Pycnosis. Contraction of nucleus into compact strongly staining mass, occurring when a cell has died.

Pylorus. Junction between stomach and duodenum of vertebrate which has a sphincter muscle within a fold of mucous membrane which closes off the junction during digestion of food in stomach.

Pyranose ring. A monosaccharide with a six membered ring structure.

Pyrenoid.
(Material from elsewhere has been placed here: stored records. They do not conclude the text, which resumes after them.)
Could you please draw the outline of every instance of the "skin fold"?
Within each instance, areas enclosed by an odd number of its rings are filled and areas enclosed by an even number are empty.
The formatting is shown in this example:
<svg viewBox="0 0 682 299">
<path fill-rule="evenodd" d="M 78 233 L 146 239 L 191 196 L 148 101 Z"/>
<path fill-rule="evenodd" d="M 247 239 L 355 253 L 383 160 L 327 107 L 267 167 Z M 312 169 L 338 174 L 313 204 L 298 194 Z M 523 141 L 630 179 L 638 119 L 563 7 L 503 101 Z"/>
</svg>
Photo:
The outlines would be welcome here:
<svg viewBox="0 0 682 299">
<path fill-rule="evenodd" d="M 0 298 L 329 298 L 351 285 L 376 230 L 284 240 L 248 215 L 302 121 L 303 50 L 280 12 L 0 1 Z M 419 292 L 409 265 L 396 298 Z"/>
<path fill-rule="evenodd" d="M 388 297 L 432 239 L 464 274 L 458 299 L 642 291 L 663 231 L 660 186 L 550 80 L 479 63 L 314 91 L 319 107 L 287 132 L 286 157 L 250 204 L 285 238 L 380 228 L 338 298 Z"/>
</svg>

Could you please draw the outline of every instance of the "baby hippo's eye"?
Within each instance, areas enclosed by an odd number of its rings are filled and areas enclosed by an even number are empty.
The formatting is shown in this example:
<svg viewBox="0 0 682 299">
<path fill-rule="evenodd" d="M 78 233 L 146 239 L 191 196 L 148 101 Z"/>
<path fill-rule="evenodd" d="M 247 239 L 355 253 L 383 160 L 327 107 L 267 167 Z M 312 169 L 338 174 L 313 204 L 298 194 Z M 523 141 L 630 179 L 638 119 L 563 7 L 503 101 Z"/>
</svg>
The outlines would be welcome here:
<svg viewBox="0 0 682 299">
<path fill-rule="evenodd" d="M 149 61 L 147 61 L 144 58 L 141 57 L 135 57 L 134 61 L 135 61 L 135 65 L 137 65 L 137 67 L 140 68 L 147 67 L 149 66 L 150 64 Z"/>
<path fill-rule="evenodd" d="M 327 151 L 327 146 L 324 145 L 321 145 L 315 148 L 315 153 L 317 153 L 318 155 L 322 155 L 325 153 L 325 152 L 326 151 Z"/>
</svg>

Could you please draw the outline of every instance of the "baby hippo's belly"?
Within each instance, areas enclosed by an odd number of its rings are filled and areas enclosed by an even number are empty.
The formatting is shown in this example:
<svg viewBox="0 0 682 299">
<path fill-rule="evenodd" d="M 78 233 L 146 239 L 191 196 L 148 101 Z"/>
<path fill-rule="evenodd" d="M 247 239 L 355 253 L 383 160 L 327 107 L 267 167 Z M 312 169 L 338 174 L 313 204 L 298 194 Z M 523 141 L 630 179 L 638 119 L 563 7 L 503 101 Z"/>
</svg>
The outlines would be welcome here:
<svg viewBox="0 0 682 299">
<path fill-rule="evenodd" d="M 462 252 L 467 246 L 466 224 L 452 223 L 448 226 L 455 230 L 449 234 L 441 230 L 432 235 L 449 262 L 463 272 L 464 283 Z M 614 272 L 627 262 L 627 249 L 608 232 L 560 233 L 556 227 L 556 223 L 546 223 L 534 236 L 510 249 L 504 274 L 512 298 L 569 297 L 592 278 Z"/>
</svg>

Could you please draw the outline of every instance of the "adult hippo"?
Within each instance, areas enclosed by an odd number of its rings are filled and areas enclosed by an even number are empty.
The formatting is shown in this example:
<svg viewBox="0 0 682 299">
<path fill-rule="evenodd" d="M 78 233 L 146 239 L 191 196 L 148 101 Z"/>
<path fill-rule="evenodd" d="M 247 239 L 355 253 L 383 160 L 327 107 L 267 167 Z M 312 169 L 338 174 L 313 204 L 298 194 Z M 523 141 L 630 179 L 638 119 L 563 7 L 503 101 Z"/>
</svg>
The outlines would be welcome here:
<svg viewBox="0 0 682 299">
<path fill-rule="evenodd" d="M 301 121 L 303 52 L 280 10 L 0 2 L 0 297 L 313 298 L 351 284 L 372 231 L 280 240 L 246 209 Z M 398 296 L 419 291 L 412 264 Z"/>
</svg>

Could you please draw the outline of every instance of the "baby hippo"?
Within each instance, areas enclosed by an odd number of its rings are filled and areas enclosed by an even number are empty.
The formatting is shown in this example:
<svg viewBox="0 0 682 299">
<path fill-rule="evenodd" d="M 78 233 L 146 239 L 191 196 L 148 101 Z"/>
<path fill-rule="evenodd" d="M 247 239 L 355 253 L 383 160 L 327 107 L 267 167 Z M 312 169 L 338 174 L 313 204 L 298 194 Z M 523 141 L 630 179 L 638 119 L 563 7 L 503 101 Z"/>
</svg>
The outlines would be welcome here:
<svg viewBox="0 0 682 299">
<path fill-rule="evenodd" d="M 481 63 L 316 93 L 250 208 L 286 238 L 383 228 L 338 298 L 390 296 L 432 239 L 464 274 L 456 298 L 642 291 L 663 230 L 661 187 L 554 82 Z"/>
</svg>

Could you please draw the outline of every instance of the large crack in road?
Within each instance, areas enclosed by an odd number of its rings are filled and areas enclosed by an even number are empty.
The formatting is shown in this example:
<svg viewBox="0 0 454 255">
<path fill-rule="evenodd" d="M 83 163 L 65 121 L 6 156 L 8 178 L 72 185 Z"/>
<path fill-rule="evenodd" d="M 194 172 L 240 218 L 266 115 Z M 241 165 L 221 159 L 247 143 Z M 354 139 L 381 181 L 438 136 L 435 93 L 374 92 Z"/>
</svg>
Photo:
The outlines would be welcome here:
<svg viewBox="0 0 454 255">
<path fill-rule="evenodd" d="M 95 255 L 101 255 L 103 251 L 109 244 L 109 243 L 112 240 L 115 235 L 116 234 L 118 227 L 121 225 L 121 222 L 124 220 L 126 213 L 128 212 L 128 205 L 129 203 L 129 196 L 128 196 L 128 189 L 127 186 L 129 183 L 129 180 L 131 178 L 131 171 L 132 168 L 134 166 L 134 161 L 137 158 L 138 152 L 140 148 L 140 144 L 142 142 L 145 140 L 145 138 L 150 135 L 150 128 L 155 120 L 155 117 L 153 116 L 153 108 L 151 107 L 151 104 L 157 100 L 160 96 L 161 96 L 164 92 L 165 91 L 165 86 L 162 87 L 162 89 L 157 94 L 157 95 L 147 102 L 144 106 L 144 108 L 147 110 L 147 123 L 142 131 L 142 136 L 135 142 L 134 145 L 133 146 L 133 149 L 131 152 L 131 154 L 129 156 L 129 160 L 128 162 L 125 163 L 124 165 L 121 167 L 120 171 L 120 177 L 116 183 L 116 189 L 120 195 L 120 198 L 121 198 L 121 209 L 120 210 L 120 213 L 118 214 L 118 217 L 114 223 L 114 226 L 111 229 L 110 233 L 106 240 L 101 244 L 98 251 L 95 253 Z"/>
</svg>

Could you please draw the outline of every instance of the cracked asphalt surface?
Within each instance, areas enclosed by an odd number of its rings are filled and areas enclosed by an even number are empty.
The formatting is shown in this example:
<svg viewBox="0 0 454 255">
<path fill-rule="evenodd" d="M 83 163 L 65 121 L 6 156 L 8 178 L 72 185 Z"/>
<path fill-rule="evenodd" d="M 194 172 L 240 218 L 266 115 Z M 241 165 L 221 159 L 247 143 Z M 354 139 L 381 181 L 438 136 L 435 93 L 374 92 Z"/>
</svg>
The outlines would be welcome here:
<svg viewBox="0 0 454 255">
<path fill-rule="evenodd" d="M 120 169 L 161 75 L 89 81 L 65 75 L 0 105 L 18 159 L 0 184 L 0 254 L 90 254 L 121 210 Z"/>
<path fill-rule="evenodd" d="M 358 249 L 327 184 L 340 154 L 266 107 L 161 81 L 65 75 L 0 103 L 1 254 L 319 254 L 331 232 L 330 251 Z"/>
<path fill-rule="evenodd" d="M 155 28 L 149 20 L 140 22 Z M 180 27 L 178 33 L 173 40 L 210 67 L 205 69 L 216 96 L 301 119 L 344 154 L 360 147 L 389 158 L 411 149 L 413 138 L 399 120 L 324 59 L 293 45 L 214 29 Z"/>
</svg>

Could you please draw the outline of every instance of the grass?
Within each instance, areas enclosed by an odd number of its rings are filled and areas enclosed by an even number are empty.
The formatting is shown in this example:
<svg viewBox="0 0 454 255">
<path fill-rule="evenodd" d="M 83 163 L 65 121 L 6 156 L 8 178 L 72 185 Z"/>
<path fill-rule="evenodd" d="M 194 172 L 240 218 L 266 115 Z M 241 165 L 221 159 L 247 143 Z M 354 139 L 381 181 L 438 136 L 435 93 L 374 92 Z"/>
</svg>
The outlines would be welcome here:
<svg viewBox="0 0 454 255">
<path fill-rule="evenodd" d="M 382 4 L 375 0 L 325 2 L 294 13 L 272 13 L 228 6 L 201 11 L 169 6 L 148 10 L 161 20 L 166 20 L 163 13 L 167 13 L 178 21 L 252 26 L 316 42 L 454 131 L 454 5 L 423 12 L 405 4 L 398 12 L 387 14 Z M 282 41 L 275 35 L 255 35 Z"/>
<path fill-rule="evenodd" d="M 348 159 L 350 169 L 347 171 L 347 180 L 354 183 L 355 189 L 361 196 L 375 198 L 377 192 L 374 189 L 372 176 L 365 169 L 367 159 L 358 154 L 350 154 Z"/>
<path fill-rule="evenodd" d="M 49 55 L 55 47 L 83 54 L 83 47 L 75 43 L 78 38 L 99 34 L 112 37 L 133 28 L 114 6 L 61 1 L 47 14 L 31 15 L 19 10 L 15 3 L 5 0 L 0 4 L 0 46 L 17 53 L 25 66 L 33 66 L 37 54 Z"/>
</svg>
Small, spherical, highly refractive protein bodies found singly or in numbers embedded in chloroplasts of many algae but absent in majority of brown and red algae, in green algae associated with starch synthesis and surrounded by starch deposits.

Pyridoxine (Vitamin B6). Vitamin of B group, forming a coenzyme (pyridoxal phosphate), important for many metabolic reactions; required by variety of organisms. e.g. some of the yeasts, insects, bacteria, birds, and mammal.

Pyridiumi. Type of capsule.

Pyrrole. A porphyrin building block that has a fine-membered heterocyclic structure and contains nitrogen.